Surprisingly enough, when I run the code through the Nvidia Profiler, I get following times:

And a subsequent run with Visual Studio produces nearly the same results:

But as soon as I close the profiler and Visual Studio and then start it again, it produces the results from original post.

This granularity you are showing now is due to ordinary timing granularity of the clock() function:

https://randomascii.wordpress.com/2013/07/08/windows-timer-resolution-megawatts-wasted/

This can be overridden in any app using a function such as timeBeginPeriod().

Windows will use the minimum period requested (as low as 1ms) by any currently running app.

I’m not sure why you got 1ms resolution prior to this - it may have something to do with your project setup.
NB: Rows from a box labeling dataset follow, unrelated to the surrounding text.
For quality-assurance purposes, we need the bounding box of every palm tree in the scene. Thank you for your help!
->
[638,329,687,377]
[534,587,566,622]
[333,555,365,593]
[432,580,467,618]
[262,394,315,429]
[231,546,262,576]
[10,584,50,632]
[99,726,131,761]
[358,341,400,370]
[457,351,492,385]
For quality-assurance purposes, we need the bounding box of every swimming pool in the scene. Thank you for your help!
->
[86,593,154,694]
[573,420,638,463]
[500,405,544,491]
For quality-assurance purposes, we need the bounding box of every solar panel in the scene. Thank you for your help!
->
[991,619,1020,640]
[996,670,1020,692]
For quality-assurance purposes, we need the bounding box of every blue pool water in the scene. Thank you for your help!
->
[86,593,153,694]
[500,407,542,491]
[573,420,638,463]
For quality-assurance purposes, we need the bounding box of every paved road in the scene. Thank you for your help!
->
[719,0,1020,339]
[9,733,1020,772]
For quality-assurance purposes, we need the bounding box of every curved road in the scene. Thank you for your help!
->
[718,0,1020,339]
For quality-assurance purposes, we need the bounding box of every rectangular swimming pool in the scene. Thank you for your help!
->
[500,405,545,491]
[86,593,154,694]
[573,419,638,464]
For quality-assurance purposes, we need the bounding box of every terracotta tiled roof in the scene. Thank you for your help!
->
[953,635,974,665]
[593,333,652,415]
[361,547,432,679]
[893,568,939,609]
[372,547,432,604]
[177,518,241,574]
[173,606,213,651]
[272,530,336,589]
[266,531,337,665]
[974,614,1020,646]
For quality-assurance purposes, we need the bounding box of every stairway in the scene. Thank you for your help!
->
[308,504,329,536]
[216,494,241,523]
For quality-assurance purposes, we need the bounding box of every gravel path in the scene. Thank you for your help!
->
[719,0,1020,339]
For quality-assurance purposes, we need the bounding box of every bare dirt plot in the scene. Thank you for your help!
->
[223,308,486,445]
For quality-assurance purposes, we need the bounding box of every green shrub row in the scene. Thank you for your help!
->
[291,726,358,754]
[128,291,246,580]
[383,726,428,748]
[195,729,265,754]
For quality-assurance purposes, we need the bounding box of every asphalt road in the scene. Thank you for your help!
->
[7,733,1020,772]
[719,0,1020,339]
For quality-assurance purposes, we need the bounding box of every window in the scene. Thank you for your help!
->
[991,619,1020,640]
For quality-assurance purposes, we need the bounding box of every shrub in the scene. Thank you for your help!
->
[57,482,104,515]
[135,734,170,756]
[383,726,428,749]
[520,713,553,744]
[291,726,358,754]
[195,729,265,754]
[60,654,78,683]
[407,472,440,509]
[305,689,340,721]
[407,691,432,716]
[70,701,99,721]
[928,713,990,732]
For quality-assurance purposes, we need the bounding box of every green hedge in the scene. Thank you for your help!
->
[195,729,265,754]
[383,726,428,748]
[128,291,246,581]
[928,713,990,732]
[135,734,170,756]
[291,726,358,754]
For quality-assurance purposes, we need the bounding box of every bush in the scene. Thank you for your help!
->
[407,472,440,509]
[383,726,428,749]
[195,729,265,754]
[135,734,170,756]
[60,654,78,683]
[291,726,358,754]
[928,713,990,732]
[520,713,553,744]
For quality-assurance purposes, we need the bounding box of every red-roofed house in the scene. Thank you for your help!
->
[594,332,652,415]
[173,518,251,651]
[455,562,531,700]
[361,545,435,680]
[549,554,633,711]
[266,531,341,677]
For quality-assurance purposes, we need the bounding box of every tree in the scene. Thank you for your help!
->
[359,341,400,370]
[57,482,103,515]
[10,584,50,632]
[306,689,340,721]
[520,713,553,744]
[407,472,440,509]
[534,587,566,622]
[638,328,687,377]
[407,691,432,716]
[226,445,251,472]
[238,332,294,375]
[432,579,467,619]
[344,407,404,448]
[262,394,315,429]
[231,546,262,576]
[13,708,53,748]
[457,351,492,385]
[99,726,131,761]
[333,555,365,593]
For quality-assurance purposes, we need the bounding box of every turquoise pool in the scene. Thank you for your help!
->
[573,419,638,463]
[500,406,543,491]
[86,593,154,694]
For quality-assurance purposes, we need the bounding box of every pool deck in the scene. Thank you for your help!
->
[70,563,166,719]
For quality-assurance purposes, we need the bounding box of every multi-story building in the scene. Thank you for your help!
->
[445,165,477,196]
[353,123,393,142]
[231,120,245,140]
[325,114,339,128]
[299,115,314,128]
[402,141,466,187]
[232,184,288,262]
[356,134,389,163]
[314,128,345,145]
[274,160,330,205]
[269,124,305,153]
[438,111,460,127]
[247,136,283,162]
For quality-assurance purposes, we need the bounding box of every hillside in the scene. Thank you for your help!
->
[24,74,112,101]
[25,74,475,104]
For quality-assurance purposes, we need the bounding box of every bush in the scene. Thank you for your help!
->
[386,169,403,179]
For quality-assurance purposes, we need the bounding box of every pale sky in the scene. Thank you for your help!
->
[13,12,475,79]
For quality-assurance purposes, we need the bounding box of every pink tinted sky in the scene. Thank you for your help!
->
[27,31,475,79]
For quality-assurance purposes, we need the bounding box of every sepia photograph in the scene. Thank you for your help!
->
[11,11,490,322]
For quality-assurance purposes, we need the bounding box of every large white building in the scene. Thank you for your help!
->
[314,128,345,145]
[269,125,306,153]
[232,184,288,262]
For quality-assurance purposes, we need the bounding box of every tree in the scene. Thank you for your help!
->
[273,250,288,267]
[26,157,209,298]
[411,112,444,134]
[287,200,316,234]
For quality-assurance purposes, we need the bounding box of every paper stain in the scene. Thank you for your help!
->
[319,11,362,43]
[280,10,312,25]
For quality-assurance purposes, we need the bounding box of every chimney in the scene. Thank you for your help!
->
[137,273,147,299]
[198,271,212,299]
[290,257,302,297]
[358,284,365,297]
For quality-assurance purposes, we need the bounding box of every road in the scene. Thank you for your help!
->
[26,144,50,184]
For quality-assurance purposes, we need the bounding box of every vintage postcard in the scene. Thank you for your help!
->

I’m also not sure why CudaaduC got 1ms resolution either. But I’m not a windows expert.

My guess is that in your current run, however, the lead-in variability is gone.

In retrospect, 30+ms variation is probably far too high to attribute to WDDM issues, so I withdraw that comment I made. I have no idea what the source of that variation is. It doesn’t seem to be repeatable by anyone.

When I run your code on a very old windows platform (Vista 32bit, CUDA 4.0, GF8800M GTX, Dell XPS M1730 laptop) I get:

Run 0 took 309 ms.
Run 1 took 303 ms.
Run 2 took 312 ms.
Run 3 took 304 ms.
Run 4 took 312 ms.
Run 5 took 308 ms.
Run 6 took 308 ms.
Run 7 took 309 ms.
Run 8 took 309 ms.
Run 9 took 308 ms.
Run 10 took 307 ms.
Run 11 took 314 ms.
Run 12 took 312 ms.
Run 13 took 302 ms.
Run 14 took 307 ms.
Run 15 took 302 ms.
Run 16 took 311 ms.
Run 17 took 304 ms.
Run 18 took 310 ms.
Run 19 took 309 ms.
Fastest time: 302
Final results:
0.1982
1.8115
2.4738
3.1162
4.4517
5.3983
6.4263
7.3513
8.9489
9.7961

I think I win the prize for the slowest GPU here.